Em nota, a prefeita Maria Antonieta de Brito declarou ao DL: “A luta pela emancipação de Vicente de Carvalho é uma bandeira que há décadas habita o imaginário político de nossa Cidade. Porém, emancipação significa, em última análise, independência, não só política, mas, sobretudo, orçamentária.

No passado, quando o Brasil assistiu à criação de vários novos municípios, que surgiram no calor de discussões alimentadas por disputas regionais e culturais, deixou-se de pensar em questões fundamentais como o planejamento urbano, o aumento por demandas de saúde, educação e infraestrutura.

E, hoje, vários destes municípios sofrem com orçamentos absolutamente precarizados, frente às necessidades de custeio de políticas públicas que exigem dos gestores cada vez mais e, que, às vezes, vem fundamentalmente de repasses do Fundo de Participação dos Municípios e de receitas do Governo do Estado, através de convênios.
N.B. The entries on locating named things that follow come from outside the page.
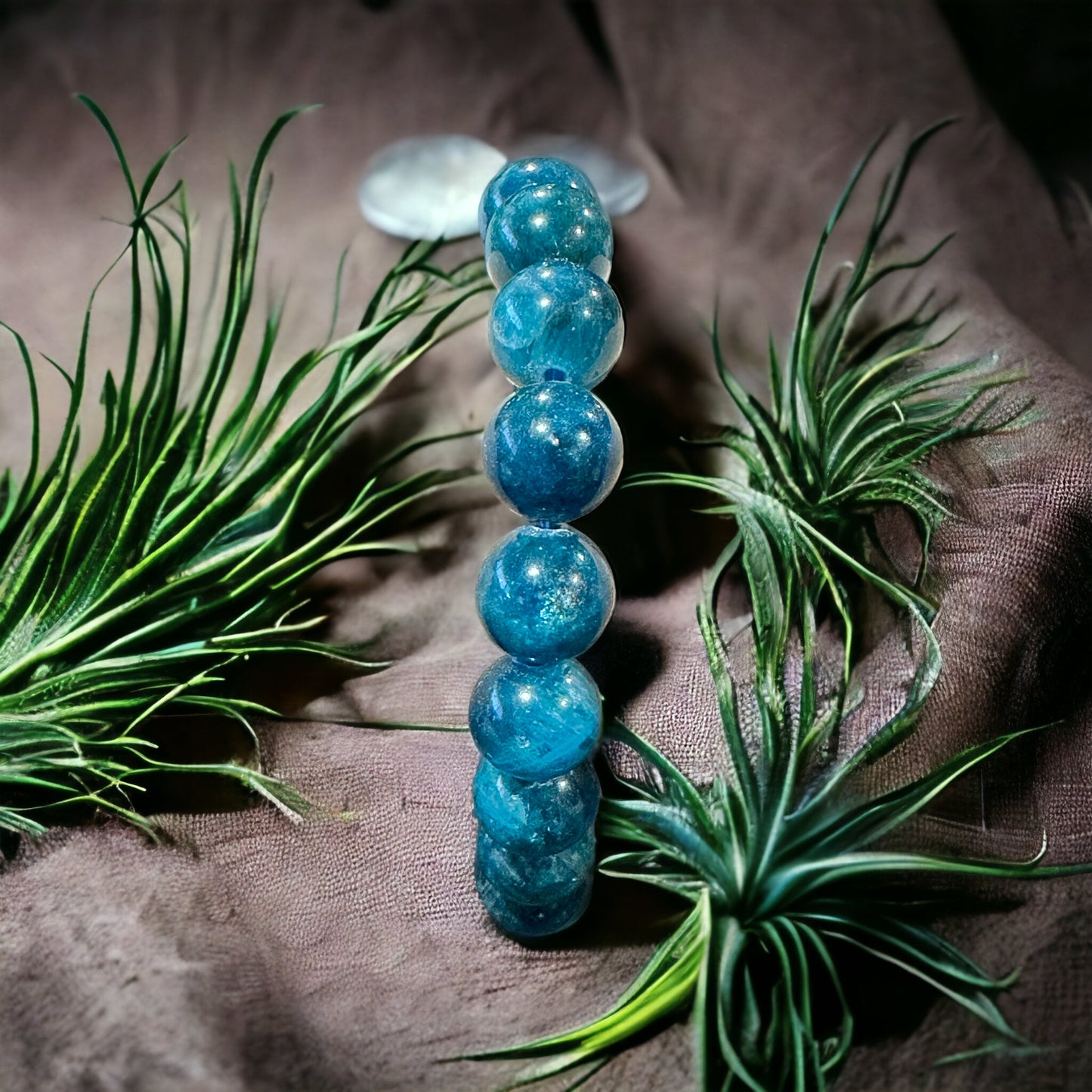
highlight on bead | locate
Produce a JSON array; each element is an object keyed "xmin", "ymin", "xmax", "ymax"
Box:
[{"xmin": 469, "ymin": 159, "xmax": 625, "ymax": 940}]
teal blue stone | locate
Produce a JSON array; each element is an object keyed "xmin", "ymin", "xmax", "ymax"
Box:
[
  {"xmin": 477, "ymin": 524, "xmax": 615, "ymax": 664},
  {"xmin": 474, "ymin": 758, "xmax": 599, "ymax": 853},
  {"xmin": 469, "ymin": 656, "xmax": 603, "ymax": 781},
  {"xmin": 474, "ymin": 830, "xmax": 595, "ymax": 940},
  {"xmin": 485, "ymin": 184, "xmax": 614, "ymax": 288},
  {"xmin": 481, "ymin": 381, "xmax": 623, "ymax": 523},
  {"xmin": 489, "ymin": 258, "xmax": 625, "ymax": 387},
  {"xmin": 478, "ymin": 156, "xmax": 599, "ymax": 239}
]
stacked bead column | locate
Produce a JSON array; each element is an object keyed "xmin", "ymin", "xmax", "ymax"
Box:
[{"xmin": 469, "ymin": 159, "xmax": 623, "ymax": 938}]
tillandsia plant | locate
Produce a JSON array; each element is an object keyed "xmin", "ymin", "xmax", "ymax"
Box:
[
  {"xmin": 467, "ymin": 127, "xmax": 1083, "ymax": 1092},
  {"xmin": 0, "ymin": 98, "xmax": 488, "ymax": 834}
]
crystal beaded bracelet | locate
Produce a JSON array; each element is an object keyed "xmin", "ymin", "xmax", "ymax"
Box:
[{"xmin": 469, "ymin": 159, "xmax": 623, "ymax": 938}]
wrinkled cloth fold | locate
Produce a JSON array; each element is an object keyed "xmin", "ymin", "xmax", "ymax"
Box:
[{"xmin": 0, "ymin": 0, "xmax": 1092, "ymax": 1092}]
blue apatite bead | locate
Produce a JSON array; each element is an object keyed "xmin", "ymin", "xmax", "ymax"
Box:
[
  {"xmin": 474, "ymin": 831, "xmax": 595, "ymax": 939},
  {"xmin": 489, "ymin": 258, "xmax": 625, "ymax": 387},
  {"xmin": 478, "ymin": 156, "xmax": 599, "ymax": 239},
  {"xmin": 477, "ymin": 525, "xmax": 615, "ymax": 664},
  {"xmin": 469, "ymin": 656, "xmax": 603, "ymax": 781},
  {"xmin": 485, "ymin": 184, "xmax": 614, "ymax": 288},
  {"xmin": 481, "ymin": 381, "xmax": 623, "ymax": 523},
  {"xmin": 474, "ymin": 759, "xmax": 599, "ymax": 853}
]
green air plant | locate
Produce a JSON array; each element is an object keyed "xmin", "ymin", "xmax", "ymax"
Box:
[
  {"xmin": 0, "ymin": 98, "xmax": 488, "ymax": 834},
  {"xmin": 476, "ymin": 127, "xmax": 1083, "ymax": 1092},
  {"xmin": 630, "ymin": 121, "xmax": 1029, "ymax": 690}
]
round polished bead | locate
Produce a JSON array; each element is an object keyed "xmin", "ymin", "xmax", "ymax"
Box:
[
  {"xmin": 485, "ymin": 182, "xmax": 614, "ymax": 288},
  {"xmin": 489, "ymin": 258, "xmax": 623, "ymax": 387},
  {"xmin": 469, "ymin": 656, "xmax": 603, "ymax": 781},
  {"xmin": 474, "ymin": 831, "xmax": 595, "ymax": 939},
  {"xmin": 478, "ymin": 155, "xmax": 597, "ymax": 239},
  {"xmin": 474, "ymin": 759, "xmax": 599, "ymax": 853},
  {"xmin": 477, "ymin": 525, "xmax": 615, "ymax": 664},
  {"xmin": 481, "ymin": 381, "xmax": 623, "ymax": 523}
]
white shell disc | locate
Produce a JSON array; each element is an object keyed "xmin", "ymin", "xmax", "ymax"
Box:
[{"xmin": 358, "ymin": 135, "xmax": 506, "ymax": 239}]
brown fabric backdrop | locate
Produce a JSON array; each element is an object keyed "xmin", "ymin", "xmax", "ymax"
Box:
[{"xmin": 0, "ymin": 0, "xmax": 1092, "ymax": 1092}]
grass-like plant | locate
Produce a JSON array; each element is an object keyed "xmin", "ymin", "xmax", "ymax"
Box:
[
  {"xmin": 0, "ymin": 98, "xmax": 488, "ymax": 834},
  {"xmin": 477, "ymin": 127, "xmax": 1081, "ymax": 1092}
]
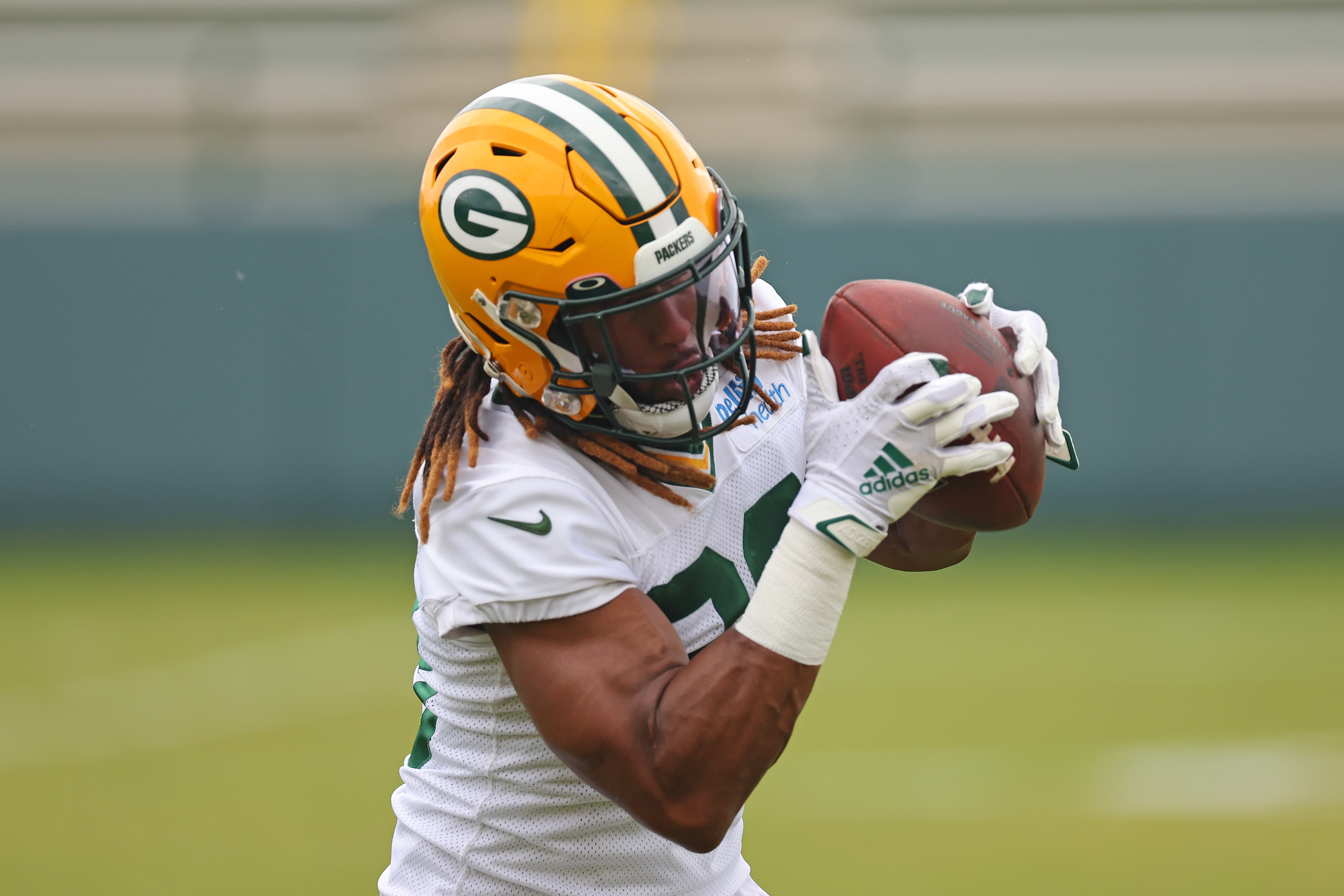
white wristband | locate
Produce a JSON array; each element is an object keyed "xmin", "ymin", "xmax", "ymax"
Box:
[{"xmin": 737, "ymin": 520, "xmax": 857, "ymax": 666}]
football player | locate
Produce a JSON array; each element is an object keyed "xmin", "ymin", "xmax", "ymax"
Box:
[{"xmin": 379, "ymin": 75, "xmax": 1058, "ymax": 896}]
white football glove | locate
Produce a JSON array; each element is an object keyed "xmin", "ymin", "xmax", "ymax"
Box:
[
  {"xmin": 957, "ymin": 283, "xmax": 1078, "ymax": 470},
  {"xmin": 789, "ymin": 330, "xmax": 1017, "ymax": 556}
]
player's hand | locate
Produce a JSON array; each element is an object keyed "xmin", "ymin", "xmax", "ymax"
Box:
[
  {"xmin": 789, "ymin": 332, "xmax": 1017, "ymax": 556},
  {"xmin": 957, "ymin": 283, "xmax": 1078, "ymax": 467}
]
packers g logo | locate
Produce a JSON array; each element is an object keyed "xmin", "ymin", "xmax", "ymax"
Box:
[{"xmin": 438, "ymin": 168, "xmax": 536, "ymax": 262}]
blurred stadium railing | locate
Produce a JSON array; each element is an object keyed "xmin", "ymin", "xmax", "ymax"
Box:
[{"xmin": 0, "ymin": 0, "xmax": 1344, "ymax": 525}]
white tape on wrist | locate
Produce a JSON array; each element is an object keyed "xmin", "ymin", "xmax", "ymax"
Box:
[{"xmin": 737, "ymin": 520, "xmax": 857, "ymax": 666}]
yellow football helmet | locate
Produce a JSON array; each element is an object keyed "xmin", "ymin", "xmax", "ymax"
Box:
[{"xmin": 421, "ymin": 75, "xmax": 755, "ymax": 446}]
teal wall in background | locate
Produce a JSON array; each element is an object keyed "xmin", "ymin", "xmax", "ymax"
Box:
[{"xmin": 0, "ymin": 209, "xmax": 1344, "ymax": 527}]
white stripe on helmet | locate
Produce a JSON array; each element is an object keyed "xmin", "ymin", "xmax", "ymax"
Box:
[{"xmin": 476, "ymin": 81, "xmax": 667, "ymax": 211}]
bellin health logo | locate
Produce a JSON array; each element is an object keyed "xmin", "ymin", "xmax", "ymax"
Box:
[{"xmin": 859, "ymin": 442, "xmax": 933, "ymax": 494}]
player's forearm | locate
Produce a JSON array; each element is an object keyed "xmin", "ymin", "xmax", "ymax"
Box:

No caso específico de Vicente de Carvalho não podemos repetir este equívoco e, portanto, é preciso colocarmos esta discussão para nossa população de forma clara e objetiva, quanto às reais possibilidades de arrecadação do distrito em relação à sede, que tipo de impostos e tributos serão destinados e o quanto isto será eficaz frente aos grandes desafios que temos e que estamos enfrentando juntos”.
É preciso ainda que:
1. Que os novos municípios tenham população igual ou maior que o mínimo regional, calculado conforme a média aritmética da população dos municípios médios brasileiros;

2. Tenham núcleo urbano consolidado e dotado de edificações para abrigar famílias em número resultante da divisão de 20% da população da área que se pretende emancipar, pelo número médio de pessoas por família, calculado pelo IBGE de cada estado;

3. Tenham receitas de arrecadação própria, considerando apenas os agentes econômicos já instalados;

4. Indicação, diante das estimativas de receita e despesas, da possibilidade de cumprir a aplicação dos recursos mínimos, previstos na Constituição, nas áreas de educação e saúde;

5. Área não pode estar situada em reserva indígena, área de preservação ambiental ou área pertencente à União.
Quem é quem

Favor: Elias José de Lima (Primavera – PSB); Givaldo dos Santos Feitoza (Givaldo do Açougue - PSD); Walter dos Santos (Nego Walter – PSB); Geraldo Soares Galvão (DEM); Jaime Ferreira de Lima Filho (Jaiminho – PMDB); Jailton Reis dos Santos (Sorriso – PPS) e Mário Lúcio da Conceição (PR).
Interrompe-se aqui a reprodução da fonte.